Em 1º de junho de 1872, ele escreve para sua esposa que é grato à família gentil que está experimentando sua comida: “Em primeiro lugar, é difícil encontrar carne ou peixe”. De fato, nem carne nem peixe estavam à venda de abril a outubro ou novembro. “Mas graças à diligência deles [daquela família], tenho todos os dias o suficiente, mesmo em abundância, carne ou peixe de boa qualidade.” Uma preocupação importante, escreve ele, para todos os russos que vivem lá, é o almoço. Não há adegas onde as provisões seriam bem preservadas no verão: “E a carne não pode ser comida no verão. Você tem que comer peixe. Aqueles que não podem comer peixe às vezes ficam com fome. Não se aplica a mim. Eu como peixe com prazer e fico feliz com essa dignidade fisiológica. Mas se não houver carne, as pessoas que não gostam de peixe podem comer leite. Sim, eles estão tentando. Mas desde a minha chegada aqui, ficou mais difícil do que antes: minha rivalidade na compra de leite empobreceu esse produto na bolsa local. Procurando, procurando por leite – sem leite; tudo é comprado e bebido por mim. Brincadeiras à parte, sim.” Chernyshevsky compra duas garrafas de leite por dia (“aqui eles medem o leite por garrafas”) – este é o resultado da ordenha de três vacas. A qualidade do leite, observa ele, não é ruim. Mas como o leite é difícil de conseguir, ele toma chá de manhã à noite. Chernyshevsky está brincando, mas, no entanto, nas entrelinhas, sente-se que mesmo uma pessoa muito modesta tinha uma posição nada invejável com comida. É verdade que havia grãos. Ele escreve que a cada ano os Yakuts (sob influência russa) semeiam mais e mais pão – ele nascerá bem ali. Para o seu gosto, o pão e a comida são muito bem cozinhados.
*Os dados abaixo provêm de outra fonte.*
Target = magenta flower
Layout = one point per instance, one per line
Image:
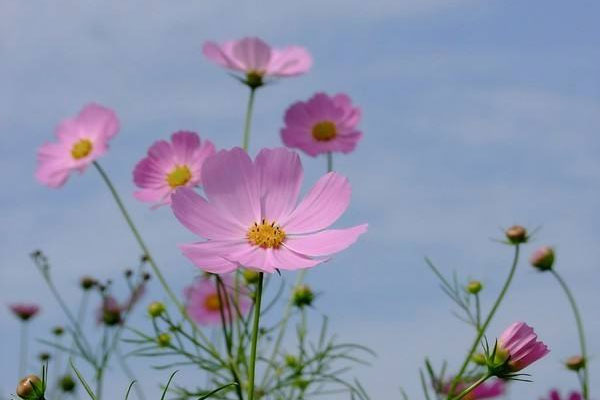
(24, 311)
(256, 58)
(170, 165)
(555, 395)
(251, 219)
(203, 303)
(81, 140)
(322, 124)
(520, 345)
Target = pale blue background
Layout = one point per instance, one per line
(477, 115)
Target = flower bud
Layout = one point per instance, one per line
(303, 296)
(516, 234)
(474, 287)
(156, 309)
(575, 363)
(543, 258)
(31, 388)
(163, 340)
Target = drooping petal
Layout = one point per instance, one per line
(321, 207)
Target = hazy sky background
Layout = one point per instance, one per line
(477, 115)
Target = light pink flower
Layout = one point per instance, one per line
(519, 343)
(81, 140)
(251, 55)
(203, 303)
(24, 311)
(170, 165)
(251, 219)
(322, 124)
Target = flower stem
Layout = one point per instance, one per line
(248, 120)
(486, 323)
(255, 328)
(585, 381)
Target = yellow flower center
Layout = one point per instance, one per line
(324, 131)
(81, 149)
(266, 235)
(212, 302)
(179, 176)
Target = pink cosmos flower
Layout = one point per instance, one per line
(322, 124)
(24, 311)
(81, 140)
(170, 165)
(251, 219)
(519, 343)
(555, 395)
(203, 303)
(256, 58)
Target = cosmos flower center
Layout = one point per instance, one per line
(81, 149)
(212, 302)
(267, 235)
(179, 176)
(324, 131)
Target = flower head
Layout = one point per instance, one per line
(171, 165)
(24, 311)
(251, 219)
(322, 124)
(256, 59)
(81, 140)
(204, 298)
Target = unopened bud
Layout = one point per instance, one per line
(516, 234)
(575, 363)
(543, 258)
(474, 287)
(156, 308)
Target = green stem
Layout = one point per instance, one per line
(255, 328)
(472, 387)
(248, 120)
(579, 321)
(138, 237)
(486, 323)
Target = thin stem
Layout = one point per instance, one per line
(248, 120)
(585, 381)
(472, 387)
(487, 321)
(255, 328)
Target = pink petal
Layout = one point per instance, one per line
(280, 173)
(326, 242)
(202, 218)
(321, 207)
(231, 184)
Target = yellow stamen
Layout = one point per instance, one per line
(266, 235)
(81, 149)
(324, 131)
(179, 176)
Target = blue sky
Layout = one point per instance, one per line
(477, 115)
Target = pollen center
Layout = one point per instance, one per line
(81, 149)
(267, 235)
(179, 176)
(324, 131)
(212, 302)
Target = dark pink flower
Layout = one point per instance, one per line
(171, 165)
(81, 140)
(322, 124)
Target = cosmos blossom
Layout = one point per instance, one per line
(519, 343)
(251, 217)
(322, 124)
(254, 57)
(170, 165)
(203, 301)
(81, 140)
(24, 311)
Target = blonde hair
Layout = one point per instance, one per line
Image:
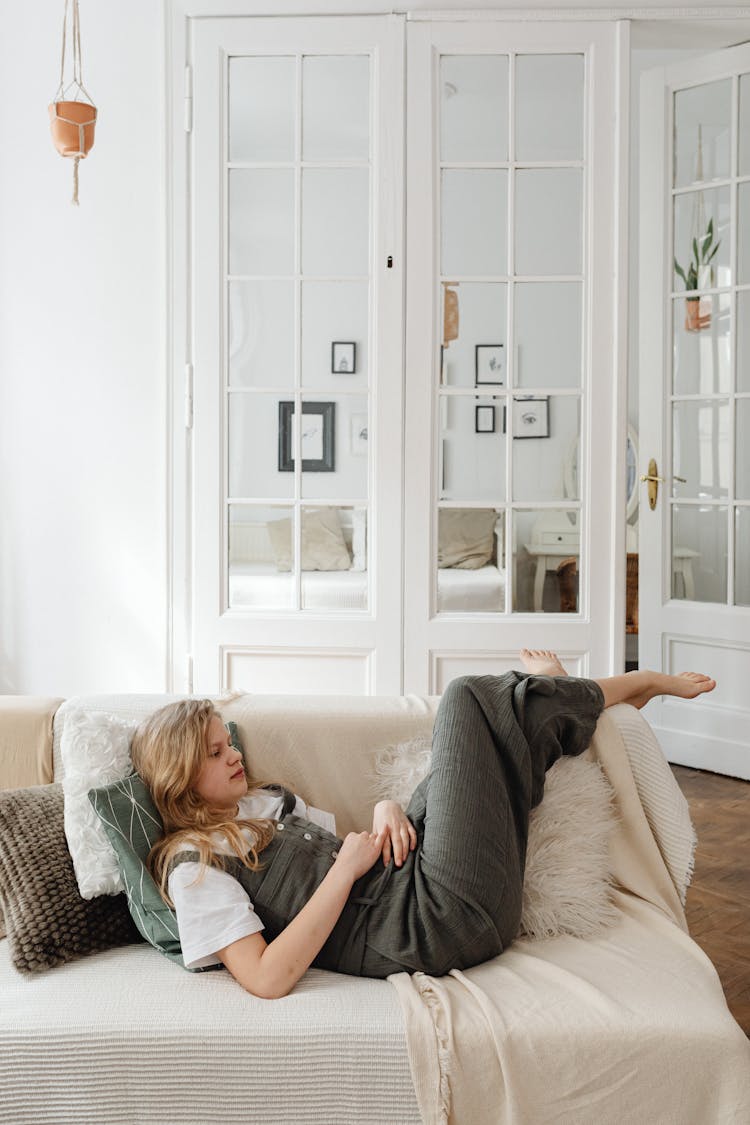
(169, 749)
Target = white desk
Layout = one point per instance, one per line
(548, 558)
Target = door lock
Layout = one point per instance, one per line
(653, 480)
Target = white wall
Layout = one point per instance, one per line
(82, 412)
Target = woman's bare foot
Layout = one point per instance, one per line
(541, 662)
(686, 685)
(638, 687)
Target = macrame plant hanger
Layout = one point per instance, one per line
(72, 119)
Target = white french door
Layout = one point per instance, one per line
(695, 401)
(295, 315)
(515, 430)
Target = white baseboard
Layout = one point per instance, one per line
(717, 755)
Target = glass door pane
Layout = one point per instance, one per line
(298, 332)
(711, 233)
(511, 300)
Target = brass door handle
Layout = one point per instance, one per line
(653, 480)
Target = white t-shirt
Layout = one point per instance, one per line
(215, 910)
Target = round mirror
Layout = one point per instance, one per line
(570, 473)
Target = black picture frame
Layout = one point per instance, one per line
(322, 437)
(343, 357)
(489, 365)
(484, 419)
(531, 414)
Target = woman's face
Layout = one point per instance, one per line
(222, 780)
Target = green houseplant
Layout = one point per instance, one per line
(704, 252)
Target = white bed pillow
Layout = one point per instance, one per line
(567, 881)
(323, 545)
(359, 539)
(466, 537)
(96, 750)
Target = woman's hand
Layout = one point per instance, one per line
(400, 835)
(359, 852)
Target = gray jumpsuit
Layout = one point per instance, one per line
(455, 901)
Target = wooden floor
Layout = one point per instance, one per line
(719, 898)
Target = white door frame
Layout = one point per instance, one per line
(373, 637)
(677, 635)
(440, 646)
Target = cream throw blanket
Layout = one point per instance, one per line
(550, 1033)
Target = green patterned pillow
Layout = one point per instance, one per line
(133, 826)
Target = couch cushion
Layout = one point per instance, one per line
(96, 750)
(47, 920)
(26, 740)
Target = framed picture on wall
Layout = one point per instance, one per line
(359, 434)
(343, 358)
(317, 437)
(531, 417)
(489, 365)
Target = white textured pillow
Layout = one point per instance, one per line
(567, 881)
(96, 750)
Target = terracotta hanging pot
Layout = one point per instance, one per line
(72, 119)
(695, 320)
(72, 125)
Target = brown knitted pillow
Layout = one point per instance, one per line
(47, 920)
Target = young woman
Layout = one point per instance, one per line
(260, 882)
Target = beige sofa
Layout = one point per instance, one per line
(626, 1026)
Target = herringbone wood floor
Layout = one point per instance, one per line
(719, 898)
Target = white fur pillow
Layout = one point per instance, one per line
(567, 882)
(96, 750)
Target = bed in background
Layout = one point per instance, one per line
(334, 575)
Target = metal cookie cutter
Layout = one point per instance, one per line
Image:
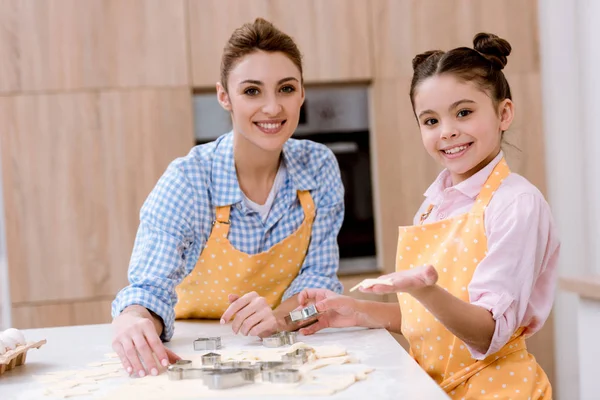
(211, 343)
(176, 373)
(303, 316)
(227, 378)
(232, 364)
(280, 339)
(297, 357)
(283, 375)
(211, 359)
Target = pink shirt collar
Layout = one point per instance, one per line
(469, 187)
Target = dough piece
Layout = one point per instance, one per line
(64, 393)
(106, 362)
(367, 283)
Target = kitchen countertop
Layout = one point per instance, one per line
(396, 374)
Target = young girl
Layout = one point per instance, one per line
(476, 272)
(234, 230)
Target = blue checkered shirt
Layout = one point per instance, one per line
(176, 221)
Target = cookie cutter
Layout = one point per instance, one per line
(176, 373)
(211, 359)
(232, 364)
(282, 375)
(296, 357)
(182, 364)
(209, 343)
(218, 379)
(280, 339)
(303, 317)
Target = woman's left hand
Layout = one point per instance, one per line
(253, 316)
(408, 281)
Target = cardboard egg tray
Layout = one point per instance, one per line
(16, 357)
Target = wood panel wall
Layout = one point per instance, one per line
(95, 101)
(402, 169)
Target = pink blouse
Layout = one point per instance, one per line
(517, 278)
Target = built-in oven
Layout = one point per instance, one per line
(338, 118)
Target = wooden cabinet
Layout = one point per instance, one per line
(333, 36)
(72, 44)
(403, 170)
(76, 169)
(82, 312)
(404, 28)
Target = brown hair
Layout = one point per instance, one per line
(251, 37)
(483, 65)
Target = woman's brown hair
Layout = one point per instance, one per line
(251, 37)
(482, 65)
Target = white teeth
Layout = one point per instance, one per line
(455, 149)
(268, 125)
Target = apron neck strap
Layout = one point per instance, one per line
(500, 172)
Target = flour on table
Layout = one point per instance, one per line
(316, 381)
(367, 283)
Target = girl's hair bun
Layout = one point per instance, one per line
(421, 58)
(492, 47)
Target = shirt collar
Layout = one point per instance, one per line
(469, 187)
(224, 183)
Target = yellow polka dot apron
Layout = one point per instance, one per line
(222, 269)
(454, 247)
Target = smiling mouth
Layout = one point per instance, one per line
(456, 149)
(270, 127)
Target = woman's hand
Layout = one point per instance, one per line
(337, 311)
(253, 315)
(409, 281)
(137, 343)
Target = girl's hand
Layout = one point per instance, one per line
(408, 281)
(253, 316)
(336, 311)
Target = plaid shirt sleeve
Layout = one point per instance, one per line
(322, 260)
(162, 247)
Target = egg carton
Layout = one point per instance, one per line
(16, 357)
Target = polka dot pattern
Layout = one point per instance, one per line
(226, 270)
(454, 247)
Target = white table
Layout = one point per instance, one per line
(396, 375)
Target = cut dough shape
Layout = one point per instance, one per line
(317, 380)
(367, 283)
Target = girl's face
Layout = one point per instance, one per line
(264, 97)
(460, 126)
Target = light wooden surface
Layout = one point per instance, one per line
(587, 287)
(77, 168)
(77, 312)
(333, 36)
(404, 28)
(72, 44)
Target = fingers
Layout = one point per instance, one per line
(322, 323)
(157, 347)
(252, 320)
(118, 348)
(308, 296)
(232, 298)
(172, 357)
(143, 348)
(237, 305)
(257, 306)
(132, 356)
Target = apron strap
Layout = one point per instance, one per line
(500, 172)
(222, 219)
(308, 205)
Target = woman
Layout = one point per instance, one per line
(239, 226)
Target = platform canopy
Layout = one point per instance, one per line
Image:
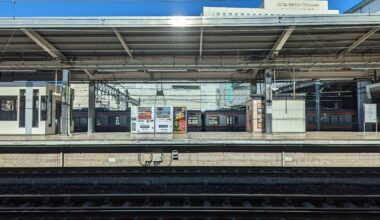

Em carta datada de 17 de março de 1876, lemos: “No primeiro verão aqui, suportei por um mês, como todos aqui, a falta de carne fresca. Mas mesmo assim eu tinha peixe. E tendo aprendido com a experiência, no verão seguinte eu mesmo cuidei da carne, e desde então ela está fresca todos os verões. – O mesmo vale para as hortaliças: agora não faltam. Há uma abundância de pássaros selvagens, é claro. Peixe – no verão, como acontece: às vezes por vários dias não há; mas em geral eu tenho até no verão – tanto quanto eu gosto; e no inverno é sempre bom: esterlina e outros peixes do mesmo bom gosto que a esterlina. E em 23 de janeiro de 1877, ele anuncia: “Em relação à alimentação, há muito tempo observo aquelas prescrições de remédios que podem ser realizadas na área semi-selvagem e completamente empobrecida local. Essa gente nem sabe assar carne. <...> Meu alimento principal, por muito tempo, é o leite. Eu bebo três garrafas de champanhe por dia <…> Três garrafas de champanhe são 5? quilos de leite. <...> Você pode julgar que, além de leite e chá com açúcar, não é todo dia que preciso de meio quilo de pão e meio quilo de carne. Meu pão é tolerável. Até os selvagens locais sabem cozinhar carne.”

Chernyshevsky teve dificuldade com alguns dos hábitos alimentares locais. Em carta datada de 9 de julho de 1875, ele compartilha as seguintes impressões: “Em relação à mesa, meus negócios há muito se tornaram completamente satisfatórios. Os russos locais emprestaram algo em seus conceitos gastronômicos dos yakuts. Eles gostam especialmente de comer manteiga de vaca em quantidades incríveis. Não consegui lidar com isso por muito tempo: o cozinheiro considerou necessário colocar óleo em todos os tipos de pratos para mim. Mudei essas velhas <...> as mudanças não ajudaram, cada uma delas acabou sendo inabalável na ortodoxia da cozinha Yakut ao me alimentar com manteiga. <...> Finalmente, foi encontrada uma velha que já viveu na província de Irkutsk e tem um olhar russo comum para manteiga de vaca.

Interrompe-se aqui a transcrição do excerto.